USF medical students have the opportunity to use the clinic as training in a professional medical environment. Third- or fourth-year medical students are paired with first or second year students as a “mentorship tiered interdisciplinary system,” according to Prewitt. 

“The first real patient I ever saw was here,” Prewitt said. “It was amazing. You get really nervous, and to have a mentor walk you through the process also allows patient care not to be compromised.” 

The medical students are accompanied by a social work student and a translator who meet with the patient to take their medical history and perform the physical exam. When the case is discussed with the attending physician, a plan will be developed and then the patient will be diagnosed. 

Michelle Hummel, fourth-year medical student, has been volunteering with BRIDGE since her first year; and her mentee, Alanna Balbi, a first-year medical student, just attended her first day at BRIDGE. 

“We evaluated one patient who had back and knee pain for several years that has gone untreated,” Hummel said. “We were able to prescribe an anti-inflammatory to help with pain, as well as referring her to physical therapy here at BRIDGE to work on strength and flexibility to combat the pain.” 

In addition to the medical students, translators are also needed in the examination room.

Mery Yanez, third-year undergraduate student majoring in anthropology and biomedical science, has been translating Spanish for BRIDGE since she was a freshman. 

“Being a pre-med student, I like how I can volunteer and shadow at the same time,” Yanez said. 

USF student involvement in BRIDGE has impacted the role of every disciplinary department in the clinic. The Quality Improvement Project is meant to decrease patients’ time in the exam room and improve efficiency within the clinic.

Other projects were developed to improve patient-doctor communication. The program called Care Message sends text messages to patient’s phones to remind them to check their blood sugar, monitor blood pressure or attend an appointment to decrease clinic cancellations.

The clinic’s clientele has been able to expand by word of mouth. Seeing 10-12 patients a night has kept the clinic sustainable for nine years.  
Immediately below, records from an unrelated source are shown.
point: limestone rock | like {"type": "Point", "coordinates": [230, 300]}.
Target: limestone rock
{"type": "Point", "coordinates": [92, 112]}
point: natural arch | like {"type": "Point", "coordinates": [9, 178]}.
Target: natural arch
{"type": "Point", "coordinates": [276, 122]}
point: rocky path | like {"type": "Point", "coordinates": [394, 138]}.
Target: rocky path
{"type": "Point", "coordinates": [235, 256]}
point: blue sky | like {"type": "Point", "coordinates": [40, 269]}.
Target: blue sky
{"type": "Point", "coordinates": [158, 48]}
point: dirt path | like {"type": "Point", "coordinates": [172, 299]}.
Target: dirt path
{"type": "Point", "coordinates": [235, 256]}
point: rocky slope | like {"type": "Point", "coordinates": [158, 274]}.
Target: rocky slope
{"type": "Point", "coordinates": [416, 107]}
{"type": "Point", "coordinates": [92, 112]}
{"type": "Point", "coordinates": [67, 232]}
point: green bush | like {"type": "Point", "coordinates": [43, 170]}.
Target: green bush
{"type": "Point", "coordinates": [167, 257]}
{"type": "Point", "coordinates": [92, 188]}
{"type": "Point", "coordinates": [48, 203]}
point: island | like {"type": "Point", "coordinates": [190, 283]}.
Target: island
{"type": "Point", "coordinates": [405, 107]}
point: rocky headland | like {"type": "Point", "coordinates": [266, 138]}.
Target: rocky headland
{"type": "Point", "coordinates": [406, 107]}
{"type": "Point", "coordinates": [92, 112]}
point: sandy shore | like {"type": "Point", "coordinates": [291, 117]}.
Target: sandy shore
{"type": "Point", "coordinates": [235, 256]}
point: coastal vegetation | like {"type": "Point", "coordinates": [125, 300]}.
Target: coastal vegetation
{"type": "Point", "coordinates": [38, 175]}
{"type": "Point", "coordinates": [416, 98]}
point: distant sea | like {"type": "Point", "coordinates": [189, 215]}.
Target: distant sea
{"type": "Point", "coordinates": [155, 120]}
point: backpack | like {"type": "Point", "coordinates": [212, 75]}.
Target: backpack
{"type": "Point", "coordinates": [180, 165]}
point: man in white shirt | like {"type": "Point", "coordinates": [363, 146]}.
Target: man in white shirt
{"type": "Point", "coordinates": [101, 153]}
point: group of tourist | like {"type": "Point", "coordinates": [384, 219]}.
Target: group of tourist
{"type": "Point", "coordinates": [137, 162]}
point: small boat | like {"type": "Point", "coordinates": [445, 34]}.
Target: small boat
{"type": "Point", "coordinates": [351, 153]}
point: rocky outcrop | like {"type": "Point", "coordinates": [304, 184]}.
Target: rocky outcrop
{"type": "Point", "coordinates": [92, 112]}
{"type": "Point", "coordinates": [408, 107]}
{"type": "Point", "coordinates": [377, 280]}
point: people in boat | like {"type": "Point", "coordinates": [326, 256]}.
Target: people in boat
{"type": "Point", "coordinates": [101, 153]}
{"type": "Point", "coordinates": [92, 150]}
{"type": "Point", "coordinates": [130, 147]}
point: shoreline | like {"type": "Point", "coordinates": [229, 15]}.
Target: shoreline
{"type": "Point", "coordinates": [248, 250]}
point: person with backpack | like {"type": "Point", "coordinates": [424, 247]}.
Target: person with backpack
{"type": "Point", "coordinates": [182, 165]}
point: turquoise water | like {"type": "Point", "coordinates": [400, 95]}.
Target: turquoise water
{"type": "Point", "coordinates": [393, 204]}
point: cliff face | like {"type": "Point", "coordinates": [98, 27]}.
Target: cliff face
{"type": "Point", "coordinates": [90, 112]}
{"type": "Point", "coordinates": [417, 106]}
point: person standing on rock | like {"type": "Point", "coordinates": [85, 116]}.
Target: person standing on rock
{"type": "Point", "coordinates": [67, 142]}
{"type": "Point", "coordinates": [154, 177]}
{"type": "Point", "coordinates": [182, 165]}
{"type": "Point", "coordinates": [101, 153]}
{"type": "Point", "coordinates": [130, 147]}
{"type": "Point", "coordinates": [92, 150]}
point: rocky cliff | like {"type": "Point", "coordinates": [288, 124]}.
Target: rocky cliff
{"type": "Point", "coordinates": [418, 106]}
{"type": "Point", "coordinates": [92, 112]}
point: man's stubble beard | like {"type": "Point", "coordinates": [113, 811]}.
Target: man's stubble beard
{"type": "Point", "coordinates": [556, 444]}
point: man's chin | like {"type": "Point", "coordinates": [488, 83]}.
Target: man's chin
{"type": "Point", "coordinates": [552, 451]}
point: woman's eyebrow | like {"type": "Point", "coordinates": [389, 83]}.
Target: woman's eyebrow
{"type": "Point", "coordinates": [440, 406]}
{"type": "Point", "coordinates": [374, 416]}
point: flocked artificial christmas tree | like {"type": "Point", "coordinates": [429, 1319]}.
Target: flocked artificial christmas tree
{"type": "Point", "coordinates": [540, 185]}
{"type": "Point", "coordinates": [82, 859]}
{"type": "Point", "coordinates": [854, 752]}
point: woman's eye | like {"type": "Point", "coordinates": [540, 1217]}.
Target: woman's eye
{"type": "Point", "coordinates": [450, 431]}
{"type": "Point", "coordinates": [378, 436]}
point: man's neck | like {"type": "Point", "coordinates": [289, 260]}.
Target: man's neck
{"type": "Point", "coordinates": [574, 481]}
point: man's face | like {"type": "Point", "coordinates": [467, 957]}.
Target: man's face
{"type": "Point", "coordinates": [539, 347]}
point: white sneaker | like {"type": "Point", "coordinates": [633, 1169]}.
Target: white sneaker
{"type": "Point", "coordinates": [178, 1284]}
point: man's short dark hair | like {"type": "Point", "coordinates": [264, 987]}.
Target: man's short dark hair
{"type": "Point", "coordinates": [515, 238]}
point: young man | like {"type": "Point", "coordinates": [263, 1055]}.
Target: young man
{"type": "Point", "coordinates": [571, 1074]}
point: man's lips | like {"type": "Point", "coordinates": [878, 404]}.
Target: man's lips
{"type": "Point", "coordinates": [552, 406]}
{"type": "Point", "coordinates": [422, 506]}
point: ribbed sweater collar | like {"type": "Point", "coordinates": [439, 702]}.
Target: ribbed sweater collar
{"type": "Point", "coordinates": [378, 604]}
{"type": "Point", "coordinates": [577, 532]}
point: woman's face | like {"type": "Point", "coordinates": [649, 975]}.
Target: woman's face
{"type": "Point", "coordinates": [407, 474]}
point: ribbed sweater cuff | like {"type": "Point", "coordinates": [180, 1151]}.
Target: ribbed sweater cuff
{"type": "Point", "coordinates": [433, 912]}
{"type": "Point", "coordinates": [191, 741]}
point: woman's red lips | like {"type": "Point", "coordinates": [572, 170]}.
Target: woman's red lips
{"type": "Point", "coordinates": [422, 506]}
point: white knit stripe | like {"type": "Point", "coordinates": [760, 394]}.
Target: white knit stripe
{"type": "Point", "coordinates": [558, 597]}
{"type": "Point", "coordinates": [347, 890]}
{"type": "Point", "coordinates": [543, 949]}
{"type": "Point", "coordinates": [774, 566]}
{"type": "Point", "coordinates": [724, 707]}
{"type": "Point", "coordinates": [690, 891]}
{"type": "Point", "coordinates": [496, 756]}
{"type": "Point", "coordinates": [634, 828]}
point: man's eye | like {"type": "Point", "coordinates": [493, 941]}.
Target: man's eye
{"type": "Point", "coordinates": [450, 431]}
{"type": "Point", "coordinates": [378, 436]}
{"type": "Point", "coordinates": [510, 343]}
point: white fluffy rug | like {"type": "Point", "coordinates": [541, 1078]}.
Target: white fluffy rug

“We don’t have any open appointments until January,” Prewitt said. “We are fully booked.” 

As the end of the year approaches, BRIDGE is beginning to accept donations for the BRIDGE Holiday Party. The fundraiser is held to provide gifts for patients’ children.

In addition to the gift collection, Santa will also be at the event in the BRIDGE office to take photos with the families. Two boxes will be placed around campus for gift collection in December: one box in the Physical Therapy building and the other at the Office of Student Affairs. 

In addition to the invitation to donate, students are also encouraged to volunteer at the clinic, as well as the fundraiser.